Die Atmosphäre im Universitätsklinikum Essen ist heute gespannter als sonst. Ein schwarzer Dienstwagen fährt vor, Sicherheitsbeamte sichern den Eingang. Bundeskanzler Friedrich Merz besucht das renommierte Krebszentrum der Ruhrmetropole. Sein Besuch fällt in eine Zeit, in der die Gesundheitsversorgung bundesweit unter enormem Druck steht – laut aktuellen Zahlen des Deutschen Krankenhausinstituts schreiben 60 Prozent der Kliniken rote Zahlen.
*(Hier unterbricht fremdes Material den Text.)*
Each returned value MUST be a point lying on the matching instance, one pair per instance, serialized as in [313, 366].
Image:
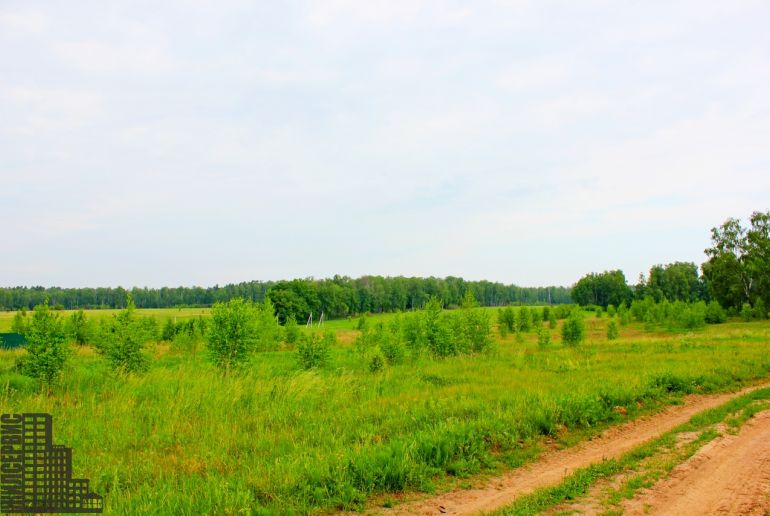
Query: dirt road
[552, 467]
[730, 475]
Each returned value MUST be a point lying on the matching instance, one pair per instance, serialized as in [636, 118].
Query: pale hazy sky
[193, 142]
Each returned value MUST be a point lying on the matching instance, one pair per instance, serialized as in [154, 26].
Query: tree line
[336, 297]
[736, 274]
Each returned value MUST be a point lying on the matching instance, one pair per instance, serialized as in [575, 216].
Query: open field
[160, 313]
[183, 438]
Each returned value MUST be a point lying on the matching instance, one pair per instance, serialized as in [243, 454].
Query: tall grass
[183, 438]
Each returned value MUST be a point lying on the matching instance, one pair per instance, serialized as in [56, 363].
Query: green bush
[747, 314]
[291, 331]
[573, 330]
[715, 314]
[232, 334]
[46, 345]
[543, 337]
[121, 340]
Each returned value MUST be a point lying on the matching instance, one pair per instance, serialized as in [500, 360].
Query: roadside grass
[183, 438]
[643, 466]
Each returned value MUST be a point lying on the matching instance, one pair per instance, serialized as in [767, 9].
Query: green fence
[11, 340]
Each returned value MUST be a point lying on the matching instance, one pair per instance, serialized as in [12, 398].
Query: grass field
[161, 314]
[183, 438]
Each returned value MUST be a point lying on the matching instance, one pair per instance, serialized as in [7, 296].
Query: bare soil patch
[554, 466]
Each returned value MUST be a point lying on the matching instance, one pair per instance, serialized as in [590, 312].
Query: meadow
[184, 438]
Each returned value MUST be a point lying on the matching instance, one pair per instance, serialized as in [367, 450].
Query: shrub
[746, 312]
[122, 338]
[77, 327]
[391, 347]
[525, 319]
[19, 323]
[715, 314]
[506, 318]
[268, 331]
[760, 312]
[47, 349]
[552, 321]
[438, 336]
[573, 330]
[543, 337]
[169, 330]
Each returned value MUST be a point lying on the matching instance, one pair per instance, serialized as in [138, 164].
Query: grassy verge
[645, 465]
[183, 438]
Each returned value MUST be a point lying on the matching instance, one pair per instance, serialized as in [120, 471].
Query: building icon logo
[35, 474]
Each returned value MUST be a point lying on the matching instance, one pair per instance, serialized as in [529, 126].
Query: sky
[528, 142]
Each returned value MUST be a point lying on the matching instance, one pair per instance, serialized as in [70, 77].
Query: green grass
[644, 465]
[184, 439]
[6, 318]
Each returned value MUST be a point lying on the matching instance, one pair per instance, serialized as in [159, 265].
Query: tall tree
[606, 288]
[738, 269]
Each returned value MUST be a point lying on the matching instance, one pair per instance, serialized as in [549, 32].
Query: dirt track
[730, 475]
[552, 467]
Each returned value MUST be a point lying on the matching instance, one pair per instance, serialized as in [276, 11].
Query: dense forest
[339, 296]
[736, 274]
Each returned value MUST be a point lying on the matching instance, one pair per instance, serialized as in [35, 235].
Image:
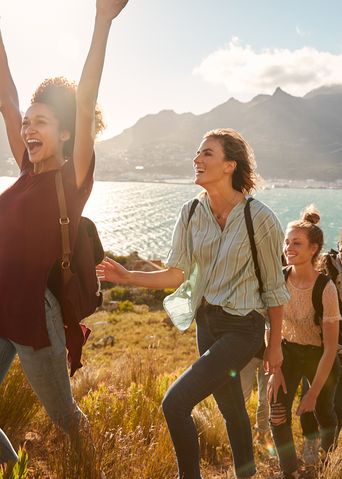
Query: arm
[273, 356]
[110, 270]
[87, 91]
[9, 106]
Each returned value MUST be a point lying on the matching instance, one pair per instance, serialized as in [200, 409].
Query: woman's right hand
[275, 381]
[110, 270]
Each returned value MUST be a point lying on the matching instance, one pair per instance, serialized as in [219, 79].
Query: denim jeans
[46, 371]
[308, 420]
[299, 361]
[255, 369]
[226, 343]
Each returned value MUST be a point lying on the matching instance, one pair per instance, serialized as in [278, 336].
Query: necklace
[223, 214]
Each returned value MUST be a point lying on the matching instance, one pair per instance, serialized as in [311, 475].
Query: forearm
[167, 278]
[88, 87]
[8, 92]
[275, 316]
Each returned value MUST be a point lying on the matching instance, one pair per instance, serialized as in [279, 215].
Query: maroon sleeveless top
[30, 243]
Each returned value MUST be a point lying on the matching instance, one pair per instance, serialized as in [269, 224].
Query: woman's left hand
[273, 358]
[307, 404]
[110, 8]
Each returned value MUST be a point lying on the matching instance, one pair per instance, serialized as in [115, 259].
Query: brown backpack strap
[64, 222]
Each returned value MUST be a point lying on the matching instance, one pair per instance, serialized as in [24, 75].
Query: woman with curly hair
[309, 349]
[57, 132]
[212, 251]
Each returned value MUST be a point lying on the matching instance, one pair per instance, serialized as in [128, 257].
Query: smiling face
[42, 135]
[297, 248]
[211, 166]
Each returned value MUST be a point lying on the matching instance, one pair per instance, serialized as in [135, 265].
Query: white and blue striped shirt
[225, 269]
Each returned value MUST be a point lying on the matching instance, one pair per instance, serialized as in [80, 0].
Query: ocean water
[133, 216]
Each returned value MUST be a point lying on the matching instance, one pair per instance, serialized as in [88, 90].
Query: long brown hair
[237, 149]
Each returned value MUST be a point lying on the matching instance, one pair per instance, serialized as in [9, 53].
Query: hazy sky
[185, 55]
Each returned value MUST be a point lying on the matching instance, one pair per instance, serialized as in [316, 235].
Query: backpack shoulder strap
[250, 231]
[286, 272]
[64, 222]
[317, 293]
[192, 208]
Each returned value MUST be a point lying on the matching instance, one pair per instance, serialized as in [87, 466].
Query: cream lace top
[299, 325]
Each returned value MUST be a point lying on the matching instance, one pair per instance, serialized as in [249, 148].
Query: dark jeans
[302, 361]
[308, 420]
[226, 343]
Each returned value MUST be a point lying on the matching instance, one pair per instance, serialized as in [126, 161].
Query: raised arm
[87, 91]
[110, 270]
[9, 106]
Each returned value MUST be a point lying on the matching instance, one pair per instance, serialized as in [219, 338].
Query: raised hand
[110, 270]
[110, 8]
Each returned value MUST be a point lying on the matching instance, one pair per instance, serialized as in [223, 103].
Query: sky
[184, 55]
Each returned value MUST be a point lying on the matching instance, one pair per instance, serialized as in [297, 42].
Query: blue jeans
[226, 343]
[308, 419]
[46, 370]
[302, 360]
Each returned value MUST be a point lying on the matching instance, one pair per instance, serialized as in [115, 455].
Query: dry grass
[120, 389]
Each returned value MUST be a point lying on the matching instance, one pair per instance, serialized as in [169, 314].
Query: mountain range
[292, 137]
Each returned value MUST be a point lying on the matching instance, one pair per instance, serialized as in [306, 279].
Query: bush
[17, 470]
[125, 306]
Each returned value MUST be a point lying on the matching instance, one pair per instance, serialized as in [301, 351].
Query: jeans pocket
[55, 328]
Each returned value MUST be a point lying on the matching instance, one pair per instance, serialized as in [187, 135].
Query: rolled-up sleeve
[178, 256]
[269, 243]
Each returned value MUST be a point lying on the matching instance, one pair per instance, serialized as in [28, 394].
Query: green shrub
[17, 470]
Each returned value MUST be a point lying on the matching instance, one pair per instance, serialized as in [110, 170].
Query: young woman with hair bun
[309, 350]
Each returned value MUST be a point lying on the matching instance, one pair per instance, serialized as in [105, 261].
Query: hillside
[293, 138]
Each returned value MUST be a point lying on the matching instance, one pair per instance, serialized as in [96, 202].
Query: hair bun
[311, 214]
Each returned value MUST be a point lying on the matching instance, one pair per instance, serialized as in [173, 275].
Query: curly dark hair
[59, 94]
[237, 149]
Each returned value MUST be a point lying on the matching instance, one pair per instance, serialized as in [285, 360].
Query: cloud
[246, 72]
[302, 33]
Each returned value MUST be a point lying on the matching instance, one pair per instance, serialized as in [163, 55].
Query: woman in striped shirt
[212, 252]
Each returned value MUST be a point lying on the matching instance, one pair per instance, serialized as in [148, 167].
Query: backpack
[73, 278]
[316, 297]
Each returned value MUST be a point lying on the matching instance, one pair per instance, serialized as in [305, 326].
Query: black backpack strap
[317, 293]
[192, 208]
[250, 231]
[286, 272]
„Wir brauchen dringend eine nachhaltige Krankenhausreform, die sowohl die Patientenversorgung verbessert als auch die wirtschaftliche Situation der Häuser stabilisiert», erklärt Merz beim Rundgang durch die onkologische Station. Begleitet wird er vom Klinikdirektor Prof. Dr. Jochen Werner, der die Erfolge der Digitalisierung am Standort präsentiert.
Die Wahl des Essener Uniklinikums für diesen Besuch kommt nicht von ungefähr. Das Haus gilt als Vorreiter bei der Krebstherapie und hat mit seinem digitalen Patientenportal bundesweit Maßstäbe gesetzt. Während der Kanzler mit Pflegekräften spricht, wird deutlich: Der Personalmangel belastet den Klinikalltag massiv.
Eine Pflegekraft, die seit 15 Jahren auf der Onkologie arbeitet, berichtet unverblümt: „Wir lieben unseren Beruf, aber die Bedingungen werden immer schwieriger. Viele Kolleginnen und Kollegen verlassen den Beruf, weil sie den Druck nicht mehr aushalten.»
In Hamburg habe ich ähnliche Szenen erlebt – Klinikbesuche von Spitzenpolitikern folgen oft dem gleichen Muster: Betroffenheit zeigen, Verständnis signalisieren, Verbesserungen versprechen. Doch die strukturellen Probleme bleiben.
Nach zwei Stunden verlässt Merz das Klinikum mit dem Versprechen, die Erkenntnisse in die aktuelle Gesundheitsreform einfließen zu lassen. Ob daraus konkrete Verbesserungen für den Klinikalltag entstehen? Die Skepsis bei vielen Beschäftigten ist spürbar. Der Erfolg wird sich daran messen lassen müssen, ob der Kanzler aus diesem Besuch mehr mitnimmt als nur Eindrücke für den Wahlkampf.